Retirement worries (Cayman finances)

Retirees looking for places to live outside their own countries are spoilt for choice these days. The Internet reports on hundreds of places for English-speaking retirees, maybe thousands. All of them are tax-free, practically speaking, and all are cheaper than Cayman. Cheapness may become important to all of us, the way things are going.

There is talk of currencies collapsing. What does that involve, exactly, and could it happen to our Cayman Islands Dollar? What assets should we invest in, to provide income in our retirement years? Our Pension Funds are beyond our personal control, but how should we invest our other savings? There are lots of options: rental properties here and abroad, stock markets, gold & silver, foreign currencies... Will our wages keep pace with rising prices? Will interest rates rise again? Why am I asking all these questions?

Answers soon come. This is an introductory essay, the first of what will be an occasional series on the general topic of retirement. A “currency collapse” is another way of saying “hyperinflation”, and that is the one thing every retiree ought to be scared of. Hyperinflation can kill off just about everybody’s retirement dreams, when currency is replaced by barter, and the law of the jungle replaces the written laws we are accustomed to.

There is no effective hedge against it. Gold, maybe, but gold is really just another medium of exchange. The only difference between gold and all the world’s paper currencies is that its exchange value is harder for the financial Mafia to manipulate. Even then, only in bullion form. Futures contracts are just paper, too. A written promise to deliver gold to an investor who has bought it, is just another promise.

Financial-management ability is at a premium in hard times, and very few people have it – or recognise it when they see it. It’s not just retirees who suffer from not finding it when they need it. Some working people put their mortgage payments on their credit cards, for goodness sake. Some top up their mortgages to pay for everyday expenses. Some people have no idea how to economise. Those are serious defects.
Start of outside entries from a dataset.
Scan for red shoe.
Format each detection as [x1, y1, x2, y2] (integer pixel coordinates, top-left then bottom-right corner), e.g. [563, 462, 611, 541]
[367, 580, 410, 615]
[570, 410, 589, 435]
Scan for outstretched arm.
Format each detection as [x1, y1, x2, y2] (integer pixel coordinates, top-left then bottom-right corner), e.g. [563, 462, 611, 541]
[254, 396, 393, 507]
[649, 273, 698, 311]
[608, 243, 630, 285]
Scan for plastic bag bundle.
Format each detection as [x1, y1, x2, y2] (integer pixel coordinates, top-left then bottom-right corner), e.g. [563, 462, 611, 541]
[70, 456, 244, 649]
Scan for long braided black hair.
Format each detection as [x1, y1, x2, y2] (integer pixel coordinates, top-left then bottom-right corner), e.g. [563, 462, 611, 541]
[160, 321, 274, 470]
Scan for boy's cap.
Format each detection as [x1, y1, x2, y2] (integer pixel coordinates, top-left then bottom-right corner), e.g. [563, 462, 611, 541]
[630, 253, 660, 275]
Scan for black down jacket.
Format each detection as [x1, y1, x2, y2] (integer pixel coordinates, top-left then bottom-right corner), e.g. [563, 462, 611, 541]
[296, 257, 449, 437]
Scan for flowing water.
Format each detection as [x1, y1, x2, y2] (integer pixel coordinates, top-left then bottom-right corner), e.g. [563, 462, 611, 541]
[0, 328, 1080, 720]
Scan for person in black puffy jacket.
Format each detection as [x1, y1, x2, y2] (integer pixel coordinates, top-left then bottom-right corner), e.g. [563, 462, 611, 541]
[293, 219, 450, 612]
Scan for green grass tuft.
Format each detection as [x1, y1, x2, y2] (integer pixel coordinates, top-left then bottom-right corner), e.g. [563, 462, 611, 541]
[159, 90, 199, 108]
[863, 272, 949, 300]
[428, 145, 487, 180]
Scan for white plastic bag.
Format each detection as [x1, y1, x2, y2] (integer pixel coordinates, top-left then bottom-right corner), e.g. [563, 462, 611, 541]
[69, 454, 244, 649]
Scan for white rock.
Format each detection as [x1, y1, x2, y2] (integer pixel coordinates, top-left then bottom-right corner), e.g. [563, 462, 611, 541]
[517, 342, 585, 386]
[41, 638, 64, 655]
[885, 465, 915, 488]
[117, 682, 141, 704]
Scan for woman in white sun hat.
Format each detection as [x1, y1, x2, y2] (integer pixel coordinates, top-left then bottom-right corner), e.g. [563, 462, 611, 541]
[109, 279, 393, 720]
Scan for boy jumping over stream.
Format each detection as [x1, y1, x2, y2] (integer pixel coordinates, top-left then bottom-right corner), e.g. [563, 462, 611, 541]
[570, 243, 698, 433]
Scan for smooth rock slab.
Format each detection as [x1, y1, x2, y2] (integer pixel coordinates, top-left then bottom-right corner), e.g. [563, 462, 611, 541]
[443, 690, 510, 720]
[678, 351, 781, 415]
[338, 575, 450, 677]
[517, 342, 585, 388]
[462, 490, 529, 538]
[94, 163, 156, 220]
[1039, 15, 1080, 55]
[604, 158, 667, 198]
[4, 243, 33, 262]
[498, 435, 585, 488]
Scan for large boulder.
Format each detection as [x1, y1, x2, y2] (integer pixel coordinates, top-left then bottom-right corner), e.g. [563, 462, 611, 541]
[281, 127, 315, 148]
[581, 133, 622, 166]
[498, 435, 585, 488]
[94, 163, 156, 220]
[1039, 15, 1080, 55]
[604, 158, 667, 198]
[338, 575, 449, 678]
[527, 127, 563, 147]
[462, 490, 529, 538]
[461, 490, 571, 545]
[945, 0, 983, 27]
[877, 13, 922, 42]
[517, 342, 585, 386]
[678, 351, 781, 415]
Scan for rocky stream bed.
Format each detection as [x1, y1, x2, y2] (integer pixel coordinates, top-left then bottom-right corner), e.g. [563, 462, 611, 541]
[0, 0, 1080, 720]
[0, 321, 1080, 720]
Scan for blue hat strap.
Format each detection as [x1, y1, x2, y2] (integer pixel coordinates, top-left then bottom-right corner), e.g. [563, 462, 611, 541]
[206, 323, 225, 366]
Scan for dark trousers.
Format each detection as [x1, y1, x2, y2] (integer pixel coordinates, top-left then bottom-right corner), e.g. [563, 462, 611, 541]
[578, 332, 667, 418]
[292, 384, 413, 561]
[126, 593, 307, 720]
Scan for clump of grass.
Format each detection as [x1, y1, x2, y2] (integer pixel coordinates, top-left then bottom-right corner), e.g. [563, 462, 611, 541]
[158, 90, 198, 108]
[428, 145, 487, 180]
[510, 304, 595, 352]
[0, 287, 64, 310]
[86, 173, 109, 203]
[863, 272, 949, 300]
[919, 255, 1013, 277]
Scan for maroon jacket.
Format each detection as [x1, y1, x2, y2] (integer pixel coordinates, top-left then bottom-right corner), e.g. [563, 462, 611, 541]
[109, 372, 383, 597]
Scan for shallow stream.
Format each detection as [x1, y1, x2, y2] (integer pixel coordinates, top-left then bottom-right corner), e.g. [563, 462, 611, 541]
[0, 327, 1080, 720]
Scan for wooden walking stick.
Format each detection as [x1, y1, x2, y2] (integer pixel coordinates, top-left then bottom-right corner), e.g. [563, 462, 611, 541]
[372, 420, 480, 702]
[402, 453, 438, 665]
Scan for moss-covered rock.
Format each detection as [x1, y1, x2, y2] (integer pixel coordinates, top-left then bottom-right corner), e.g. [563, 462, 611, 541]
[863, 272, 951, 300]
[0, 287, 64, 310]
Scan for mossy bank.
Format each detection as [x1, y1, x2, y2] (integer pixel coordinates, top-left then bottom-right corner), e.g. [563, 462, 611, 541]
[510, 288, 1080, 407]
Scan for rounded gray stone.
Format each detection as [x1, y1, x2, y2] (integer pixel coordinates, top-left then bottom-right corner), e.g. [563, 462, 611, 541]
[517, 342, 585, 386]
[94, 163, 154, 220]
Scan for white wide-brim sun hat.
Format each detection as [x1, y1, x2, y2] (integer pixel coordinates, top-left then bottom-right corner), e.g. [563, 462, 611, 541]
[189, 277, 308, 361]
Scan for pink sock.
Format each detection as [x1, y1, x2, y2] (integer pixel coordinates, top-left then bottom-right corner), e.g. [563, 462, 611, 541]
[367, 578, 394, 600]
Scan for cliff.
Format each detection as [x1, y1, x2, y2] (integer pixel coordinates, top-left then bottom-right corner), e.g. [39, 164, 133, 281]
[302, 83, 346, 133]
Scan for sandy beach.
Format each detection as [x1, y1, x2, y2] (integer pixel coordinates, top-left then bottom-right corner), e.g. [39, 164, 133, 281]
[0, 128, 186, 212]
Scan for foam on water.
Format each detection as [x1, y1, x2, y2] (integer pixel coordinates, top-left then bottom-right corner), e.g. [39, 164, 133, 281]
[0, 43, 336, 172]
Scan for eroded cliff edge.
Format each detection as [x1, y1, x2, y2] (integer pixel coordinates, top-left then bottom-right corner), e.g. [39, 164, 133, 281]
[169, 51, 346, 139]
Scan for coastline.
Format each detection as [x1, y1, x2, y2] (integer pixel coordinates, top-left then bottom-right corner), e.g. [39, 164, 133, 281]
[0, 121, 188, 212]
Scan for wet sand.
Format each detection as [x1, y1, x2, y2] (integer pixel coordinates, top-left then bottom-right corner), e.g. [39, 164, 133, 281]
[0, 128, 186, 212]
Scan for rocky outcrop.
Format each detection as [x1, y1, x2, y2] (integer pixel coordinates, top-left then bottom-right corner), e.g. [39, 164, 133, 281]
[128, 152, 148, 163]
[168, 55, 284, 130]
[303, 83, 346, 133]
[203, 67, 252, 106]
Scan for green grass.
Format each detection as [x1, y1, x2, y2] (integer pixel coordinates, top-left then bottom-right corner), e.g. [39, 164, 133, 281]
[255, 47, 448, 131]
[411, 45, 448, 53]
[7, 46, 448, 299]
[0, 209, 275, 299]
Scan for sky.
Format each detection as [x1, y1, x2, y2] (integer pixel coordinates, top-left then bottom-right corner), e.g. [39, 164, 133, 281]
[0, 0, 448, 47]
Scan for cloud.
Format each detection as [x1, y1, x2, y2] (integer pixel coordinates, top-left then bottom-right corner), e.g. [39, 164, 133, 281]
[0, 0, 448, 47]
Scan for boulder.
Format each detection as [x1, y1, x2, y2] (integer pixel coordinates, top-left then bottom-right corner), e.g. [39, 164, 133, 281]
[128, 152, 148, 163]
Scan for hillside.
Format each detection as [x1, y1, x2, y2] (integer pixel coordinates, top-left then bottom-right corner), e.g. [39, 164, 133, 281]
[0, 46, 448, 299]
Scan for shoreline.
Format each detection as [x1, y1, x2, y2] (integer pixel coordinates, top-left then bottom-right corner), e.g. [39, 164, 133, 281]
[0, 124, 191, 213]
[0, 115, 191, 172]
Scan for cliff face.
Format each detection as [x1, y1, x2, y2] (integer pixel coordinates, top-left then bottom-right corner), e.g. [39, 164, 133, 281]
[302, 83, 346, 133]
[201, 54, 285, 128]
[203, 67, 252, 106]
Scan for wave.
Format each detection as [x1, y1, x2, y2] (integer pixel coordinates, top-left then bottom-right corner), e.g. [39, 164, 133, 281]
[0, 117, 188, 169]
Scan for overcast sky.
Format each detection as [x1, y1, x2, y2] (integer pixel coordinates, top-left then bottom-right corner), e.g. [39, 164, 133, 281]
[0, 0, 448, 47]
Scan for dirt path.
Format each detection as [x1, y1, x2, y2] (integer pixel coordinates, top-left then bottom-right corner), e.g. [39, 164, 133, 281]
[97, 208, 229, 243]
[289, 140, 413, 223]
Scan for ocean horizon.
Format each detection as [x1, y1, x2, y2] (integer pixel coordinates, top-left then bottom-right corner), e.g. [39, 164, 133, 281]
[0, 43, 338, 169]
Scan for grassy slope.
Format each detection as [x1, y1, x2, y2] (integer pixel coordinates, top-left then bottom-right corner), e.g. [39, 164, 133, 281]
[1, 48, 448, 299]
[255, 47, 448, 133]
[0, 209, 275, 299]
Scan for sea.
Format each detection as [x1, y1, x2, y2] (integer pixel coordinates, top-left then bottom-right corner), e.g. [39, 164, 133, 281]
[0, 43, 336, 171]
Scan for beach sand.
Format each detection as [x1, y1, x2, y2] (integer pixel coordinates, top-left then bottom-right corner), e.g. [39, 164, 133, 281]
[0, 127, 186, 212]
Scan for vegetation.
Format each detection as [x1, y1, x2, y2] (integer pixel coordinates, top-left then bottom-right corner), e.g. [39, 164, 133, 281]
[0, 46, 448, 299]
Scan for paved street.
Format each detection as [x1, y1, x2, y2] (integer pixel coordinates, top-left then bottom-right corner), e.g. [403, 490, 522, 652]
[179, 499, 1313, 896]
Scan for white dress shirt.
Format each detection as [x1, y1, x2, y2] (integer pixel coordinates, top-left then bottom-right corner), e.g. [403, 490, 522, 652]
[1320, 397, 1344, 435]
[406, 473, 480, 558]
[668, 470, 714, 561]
Caymanians who are defective money-managers are usually bailed out by a government that is itself defective. It spends its revenues with an irresponsibility that is staggering. Cayman’s private sector keeps the government supplied with far more revenue than it knows how to spend wisely. The Social Services bail-outs merely pour good money after bad.

Debates are raging, in the Western mainstream media and alternative media alike, over the world’s financial chaos. At least our unsophisticated little territory has money enough to waste. The financial powerhouses of the world are under the control of a “New World Order” regime that creates money by journal entries, and invests it in invasions of foreign nations. Bomb a city to smithereens and then award contracts to rebuild it. Never mind the morality, look at the billions gained.

Corruption in the international investment-industry has spread like a cancer through virtually the whole system. In Cayman we are largely protected from the greed and corruption so rampant in many other communities. We lead a charmed life. Our tax-haven clients include plenty of arms manufacturers and investment funds of ill repute, but our local lawyers pay themselves mere millions instead of billions. Our commercial banks subscribe to a standard of ethics that Goldman Sachs and J P Morgan abandoned years ago. Our government is grossly over-borrowed, but our status as a British dependent territory has protected us from the insanity that is modern Greece. Even our politicians are honest compared with those of the US and Europe. What does that tell you?